Simply remove all of the excess ice and your ice maker should return to its former glory.

Ice Cubes In The Bin

This is probably the most common issue and cause of a blocked ice maker. Ice clumps can easily form inside the unit’s bin and prevent any more ice from being dispensed.

For the ice cubes to drop from the unit, a certain amount of heat is generated so that the cubes are slightly melted.

This light heat can also melt the ice within the bin as well. Even when you open your refrigerator door, the heat from outside of the freezer can affect the ice in some way.

This problem is not so common if you use your ice maker regularly.

The auger is made to unstick these cubes of ice and prevent blocks from forming.

However, if you do not use your ice maker very often, the auger will not turn on.

The result? A large chunk of ice can form over some time blocking the system from dispensing any more ice cubes.

You can find out whether this is the issue by listening out for the auger as it attempts to break up the excess ice.

You should notice this as it will sound louder than usual with some sort of grinding noise emanating from the unit.

You may even find a few small ice shards are released now and again.

If this is the case, turn the system off and remove the blockage. However, this can be a pretty challenging task, especially if the mass of frozen ice is particularly large.

For worst-case scenarios, you may have to remove the whole bin and even defrost the ice maker itself.

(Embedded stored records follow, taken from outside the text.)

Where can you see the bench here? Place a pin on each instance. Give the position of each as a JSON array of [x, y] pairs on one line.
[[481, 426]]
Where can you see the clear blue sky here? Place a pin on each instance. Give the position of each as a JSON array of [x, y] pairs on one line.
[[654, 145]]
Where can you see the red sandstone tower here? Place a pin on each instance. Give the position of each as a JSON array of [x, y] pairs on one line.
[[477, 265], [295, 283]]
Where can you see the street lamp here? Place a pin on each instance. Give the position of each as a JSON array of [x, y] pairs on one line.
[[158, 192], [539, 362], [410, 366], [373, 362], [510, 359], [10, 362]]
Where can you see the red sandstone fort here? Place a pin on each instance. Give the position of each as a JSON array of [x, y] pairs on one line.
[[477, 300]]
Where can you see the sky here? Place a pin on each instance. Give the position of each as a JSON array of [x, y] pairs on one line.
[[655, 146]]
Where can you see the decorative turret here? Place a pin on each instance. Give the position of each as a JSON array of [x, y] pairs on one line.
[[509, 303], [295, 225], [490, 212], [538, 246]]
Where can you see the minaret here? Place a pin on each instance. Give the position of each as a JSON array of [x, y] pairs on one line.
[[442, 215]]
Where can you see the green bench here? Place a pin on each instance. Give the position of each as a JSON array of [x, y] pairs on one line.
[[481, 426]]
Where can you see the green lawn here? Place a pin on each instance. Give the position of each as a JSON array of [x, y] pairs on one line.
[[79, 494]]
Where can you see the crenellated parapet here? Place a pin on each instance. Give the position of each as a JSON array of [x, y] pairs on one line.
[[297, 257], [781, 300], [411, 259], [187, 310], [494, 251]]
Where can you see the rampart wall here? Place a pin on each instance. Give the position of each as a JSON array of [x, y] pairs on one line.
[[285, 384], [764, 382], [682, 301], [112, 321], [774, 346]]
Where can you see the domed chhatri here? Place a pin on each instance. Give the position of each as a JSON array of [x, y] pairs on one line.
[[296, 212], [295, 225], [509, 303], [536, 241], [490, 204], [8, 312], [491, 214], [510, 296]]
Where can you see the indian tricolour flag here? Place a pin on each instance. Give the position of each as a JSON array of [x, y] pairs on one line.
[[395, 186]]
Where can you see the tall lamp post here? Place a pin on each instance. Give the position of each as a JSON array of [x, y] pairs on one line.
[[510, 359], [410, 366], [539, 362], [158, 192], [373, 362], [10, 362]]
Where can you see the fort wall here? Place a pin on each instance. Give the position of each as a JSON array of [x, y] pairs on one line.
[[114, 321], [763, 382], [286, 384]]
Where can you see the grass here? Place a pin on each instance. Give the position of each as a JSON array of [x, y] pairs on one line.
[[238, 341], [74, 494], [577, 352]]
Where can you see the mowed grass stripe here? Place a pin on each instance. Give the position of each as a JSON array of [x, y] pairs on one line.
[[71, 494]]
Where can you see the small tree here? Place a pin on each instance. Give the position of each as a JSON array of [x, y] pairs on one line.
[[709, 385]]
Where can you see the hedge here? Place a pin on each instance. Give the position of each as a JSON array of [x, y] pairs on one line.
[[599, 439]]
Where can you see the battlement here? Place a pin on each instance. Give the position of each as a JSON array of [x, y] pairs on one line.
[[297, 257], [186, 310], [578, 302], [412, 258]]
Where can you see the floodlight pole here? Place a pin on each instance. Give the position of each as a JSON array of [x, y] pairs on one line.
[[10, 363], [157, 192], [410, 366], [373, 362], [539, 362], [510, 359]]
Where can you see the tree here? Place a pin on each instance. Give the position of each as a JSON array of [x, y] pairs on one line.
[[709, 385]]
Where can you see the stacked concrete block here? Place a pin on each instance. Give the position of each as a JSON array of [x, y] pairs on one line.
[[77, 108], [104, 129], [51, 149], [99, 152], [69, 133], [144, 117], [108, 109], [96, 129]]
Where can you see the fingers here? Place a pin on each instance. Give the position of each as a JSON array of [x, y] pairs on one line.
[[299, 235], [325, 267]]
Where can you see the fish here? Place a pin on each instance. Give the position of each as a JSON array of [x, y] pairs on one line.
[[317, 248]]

On the other hand, you may just need to break the chunks of ice up with your hand or a kitchen utensil.

If you find large chunks of ice, dispose of them into your sink or bathtub.

If you break the ice up and then place it back into the auger, they will probably just form into larger chunks again and become too solid to get broken down by the auger.

In other words, you’ll be back in square one.

Clogged Ice Dispenser

Another common reason for undispensed ice is a clogged ice dispenser.

This is when the ice chute is jammed as you press down the lever.

While most people check the ice bin to see if it’s blocked (which you should), many forget to check the dispenser.

If you do, you may find chunks of ice blocking the system.

Yet again, you will have to grab the ice out of the dispenser yourself if this is the route of the blockage.

It could be as simple as the ice cubes going in at an awkward angle and jamming.

Luckily, a few firm pushes and prods should break the ice loose. If a larger piece of ice is stuck, you should just wait for it to melt.

Just ensure you have a bucket or something to catch the water below the dispenser as the water melts and runs out.

A Frozen Auger Motor

Under such freezing temperatures, the auger can easily become frozen itself.

This usually only happens after long-term use as the cold temperatures begin to freeze the auger motor.

If this happens, it will not be able to rotate and spin properly so no new ice cubes will be forwarded to the unit’s chute.

If the auger motor is frozen, you should keep the lever down. As the motor begins to operate, heat will start to rise, and the ice will start to melt.

You should also check how moisture managed to find its way into the motor as this shouldn’t happen with how the unit is designed.

Be careful as this method can be tough on the motor and the melting ice can become hazardous and damage the motor further.